Keywords: HPC data center, power and thermal character, system reliability and sustainability, energy efficiency, operational data

1 Introduction
Modern HPC is heavily impacted by the first law of thermodynamics. Especially, in this near exascale era, far into the post Moore regime, meeting the ever-increasing computing needs in HPC now comes with significant challenges in managing power and thermal issues due to the large energy footprint these systems require. HPC sites need to find a sweet spot between system performance, energy efficiency and longevity by providing the right amount of energy consumption for thermal management and keeping the temperatures of system components as high as possible without harming them. In such a balancing act, an accurate understanding of the power and thermal behavior of the system is crucial.

However, acquiring such understanding is not a trivial task due to the influences of the “wild”. In principle, power and thermal behavior can be modeled using simple analytical equations coming from thermodynamic laws, but the longevity of the harsh conditions (5 years or more), combined with the large variances found in the large component populations (a few tens of thousands of devices) on the compute floor makes it difficult to accurately assess their long-term behavior. Such unknown aspects of the system may result in increase of operational cost due to significant conservatism, or even catastrophic loss in system hardware due to miscalculation or projection. To sustain the successes in HPC, it is crucial to understand the nature of this variability and devise methods to monitor and control these long-term effects.
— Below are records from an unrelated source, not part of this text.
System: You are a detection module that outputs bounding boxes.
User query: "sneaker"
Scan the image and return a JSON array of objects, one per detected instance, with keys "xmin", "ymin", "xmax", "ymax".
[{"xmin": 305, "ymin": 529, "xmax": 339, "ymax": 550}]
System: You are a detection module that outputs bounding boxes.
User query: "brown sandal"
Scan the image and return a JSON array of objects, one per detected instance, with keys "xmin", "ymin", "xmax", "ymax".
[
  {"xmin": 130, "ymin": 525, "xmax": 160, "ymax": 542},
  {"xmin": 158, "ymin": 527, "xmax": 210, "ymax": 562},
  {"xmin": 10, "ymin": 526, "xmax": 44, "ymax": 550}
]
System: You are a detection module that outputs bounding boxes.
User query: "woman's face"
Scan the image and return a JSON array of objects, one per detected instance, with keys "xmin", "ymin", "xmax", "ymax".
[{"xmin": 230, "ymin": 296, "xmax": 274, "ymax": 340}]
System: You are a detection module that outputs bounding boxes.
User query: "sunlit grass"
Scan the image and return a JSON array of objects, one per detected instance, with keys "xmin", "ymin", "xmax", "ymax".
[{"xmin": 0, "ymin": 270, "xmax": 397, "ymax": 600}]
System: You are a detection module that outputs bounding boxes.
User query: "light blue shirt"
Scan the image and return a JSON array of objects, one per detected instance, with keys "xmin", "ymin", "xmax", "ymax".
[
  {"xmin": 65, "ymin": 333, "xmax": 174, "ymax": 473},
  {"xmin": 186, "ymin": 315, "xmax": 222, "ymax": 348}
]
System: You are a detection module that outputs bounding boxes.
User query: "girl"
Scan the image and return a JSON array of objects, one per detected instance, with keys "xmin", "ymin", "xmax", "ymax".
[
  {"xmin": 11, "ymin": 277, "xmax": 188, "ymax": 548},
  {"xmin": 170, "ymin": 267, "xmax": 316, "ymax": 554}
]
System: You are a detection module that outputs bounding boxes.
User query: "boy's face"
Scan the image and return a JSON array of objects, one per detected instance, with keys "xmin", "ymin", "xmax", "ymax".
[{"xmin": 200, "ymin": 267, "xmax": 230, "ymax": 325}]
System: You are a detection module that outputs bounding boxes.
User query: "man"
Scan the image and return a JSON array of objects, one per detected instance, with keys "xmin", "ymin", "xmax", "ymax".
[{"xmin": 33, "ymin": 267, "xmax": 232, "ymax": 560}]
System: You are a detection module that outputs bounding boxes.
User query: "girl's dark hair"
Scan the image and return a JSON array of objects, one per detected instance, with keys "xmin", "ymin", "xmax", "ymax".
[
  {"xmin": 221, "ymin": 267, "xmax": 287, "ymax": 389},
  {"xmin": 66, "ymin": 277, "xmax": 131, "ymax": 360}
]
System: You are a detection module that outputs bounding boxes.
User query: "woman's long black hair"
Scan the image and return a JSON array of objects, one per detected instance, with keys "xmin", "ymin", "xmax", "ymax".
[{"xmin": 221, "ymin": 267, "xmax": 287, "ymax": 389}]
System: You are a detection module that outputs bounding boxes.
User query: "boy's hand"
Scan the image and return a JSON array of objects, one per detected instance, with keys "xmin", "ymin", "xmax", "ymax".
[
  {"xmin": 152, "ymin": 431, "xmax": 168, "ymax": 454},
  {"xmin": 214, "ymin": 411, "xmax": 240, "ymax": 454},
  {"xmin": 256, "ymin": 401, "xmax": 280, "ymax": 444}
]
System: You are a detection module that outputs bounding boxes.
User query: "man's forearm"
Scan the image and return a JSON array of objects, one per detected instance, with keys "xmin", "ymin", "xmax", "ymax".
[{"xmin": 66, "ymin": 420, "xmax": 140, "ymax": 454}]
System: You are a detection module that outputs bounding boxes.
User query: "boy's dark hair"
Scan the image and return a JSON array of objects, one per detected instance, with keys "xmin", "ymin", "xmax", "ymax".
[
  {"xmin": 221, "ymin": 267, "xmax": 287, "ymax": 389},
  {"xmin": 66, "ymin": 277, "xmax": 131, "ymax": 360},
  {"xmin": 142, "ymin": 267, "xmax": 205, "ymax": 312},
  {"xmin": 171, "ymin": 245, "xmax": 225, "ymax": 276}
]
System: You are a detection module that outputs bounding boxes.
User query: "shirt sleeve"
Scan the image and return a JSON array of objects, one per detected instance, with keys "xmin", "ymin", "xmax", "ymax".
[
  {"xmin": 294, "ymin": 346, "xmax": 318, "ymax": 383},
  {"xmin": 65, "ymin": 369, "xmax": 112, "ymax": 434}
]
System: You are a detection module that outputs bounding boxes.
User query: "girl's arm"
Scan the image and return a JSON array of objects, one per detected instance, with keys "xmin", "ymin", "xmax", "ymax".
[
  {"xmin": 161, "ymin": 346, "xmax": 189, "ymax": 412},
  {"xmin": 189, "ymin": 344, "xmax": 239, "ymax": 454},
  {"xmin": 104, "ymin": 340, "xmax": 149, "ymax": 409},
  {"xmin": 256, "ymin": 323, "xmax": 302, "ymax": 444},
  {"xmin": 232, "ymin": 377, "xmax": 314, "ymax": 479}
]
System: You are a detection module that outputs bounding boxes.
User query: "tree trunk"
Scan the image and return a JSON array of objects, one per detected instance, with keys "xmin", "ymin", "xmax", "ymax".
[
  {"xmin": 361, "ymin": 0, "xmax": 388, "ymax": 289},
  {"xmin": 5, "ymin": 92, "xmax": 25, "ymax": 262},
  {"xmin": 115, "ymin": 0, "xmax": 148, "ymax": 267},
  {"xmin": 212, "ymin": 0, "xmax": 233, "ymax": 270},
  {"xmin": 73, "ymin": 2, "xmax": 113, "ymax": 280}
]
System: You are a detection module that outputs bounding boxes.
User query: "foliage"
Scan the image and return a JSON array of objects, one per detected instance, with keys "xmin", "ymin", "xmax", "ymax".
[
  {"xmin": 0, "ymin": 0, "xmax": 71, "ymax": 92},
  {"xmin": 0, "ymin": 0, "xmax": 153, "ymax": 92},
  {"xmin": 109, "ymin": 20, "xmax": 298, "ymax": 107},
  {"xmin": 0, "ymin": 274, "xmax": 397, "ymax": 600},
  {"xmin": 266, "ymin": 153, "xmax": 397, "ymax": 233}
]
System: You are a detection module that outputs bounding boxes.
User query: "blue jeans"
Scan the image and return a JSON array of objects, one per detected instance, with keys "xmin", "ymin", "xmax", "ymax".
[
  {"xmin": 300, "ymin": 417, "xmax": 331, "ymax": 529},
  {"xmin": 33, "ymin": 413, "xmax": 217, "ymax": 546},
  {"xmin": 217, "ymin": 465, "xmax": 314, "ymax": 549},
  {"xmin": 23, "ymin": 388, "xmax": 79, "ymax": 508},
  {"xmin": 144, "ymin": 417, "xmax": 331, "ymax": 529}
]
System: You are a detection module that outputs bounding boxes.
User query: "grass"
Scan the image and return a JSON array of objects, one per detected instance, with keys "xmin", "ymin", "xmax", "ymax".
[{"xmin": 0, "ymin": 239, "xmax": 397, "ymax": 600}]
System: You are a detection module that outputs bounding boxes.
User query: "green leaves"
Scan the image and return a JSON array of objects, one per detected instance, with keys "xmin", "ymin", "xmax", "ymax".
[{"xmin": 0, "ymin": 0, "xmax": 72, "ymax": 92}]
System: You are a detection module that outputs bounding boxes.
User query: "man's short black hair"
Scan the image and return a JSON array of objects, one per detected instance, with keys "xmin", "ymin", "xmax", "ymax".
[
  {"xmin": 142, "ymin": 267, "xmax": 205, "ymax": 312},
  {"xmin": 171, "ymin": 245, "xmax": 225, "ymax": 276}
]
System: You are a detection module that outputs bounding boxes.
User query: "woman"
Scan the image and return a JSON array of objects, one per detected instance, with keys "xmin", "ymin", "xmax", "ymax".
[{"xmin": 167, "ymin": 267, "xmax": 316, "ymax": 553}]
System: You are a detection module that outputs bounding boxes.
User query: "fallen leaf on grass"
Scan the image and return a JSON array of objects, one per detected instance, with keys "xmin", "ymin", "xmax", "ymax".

To this end, the OLCF has performed an initial overview analysis [1] and is now presenting one of its largest operational datasets from the Summit supercomputer to enable community participation in devising novel techniques for understanding, monitoring and controlling long-term effects. With a subsampled system component dataset that has adequate representational detail of the time and space variables, contenders will address data challenges that will encourage development novel understandings, insights or automated techniques that can address real challenges HPC systems experience in the wild.

2 Data Description

2.1 Acquisition

The dataset for this challenge was collected from the Summit HPC data center which includes power and energy data sensors. In particular, we have leveraged an out-of-band telemetry stream, accumulating data for during portions of years the 2020, 2021, and 2022 at a 1Hz sampling rate from all 4,626 nodes, 100 metrics per node that cover the power and temperature of individual components within each node. The collected dataset is expected to enable the data scientist and engineers to deeply characterize the tendencies of Summit’s power behavior and reveal its short-term and long-term impact on the HPC data center. Due to the extreme size of the data and considering the availability of limited time and resources we publish only a sample dataset. However, we share the description of the fields in the datasets in the following section.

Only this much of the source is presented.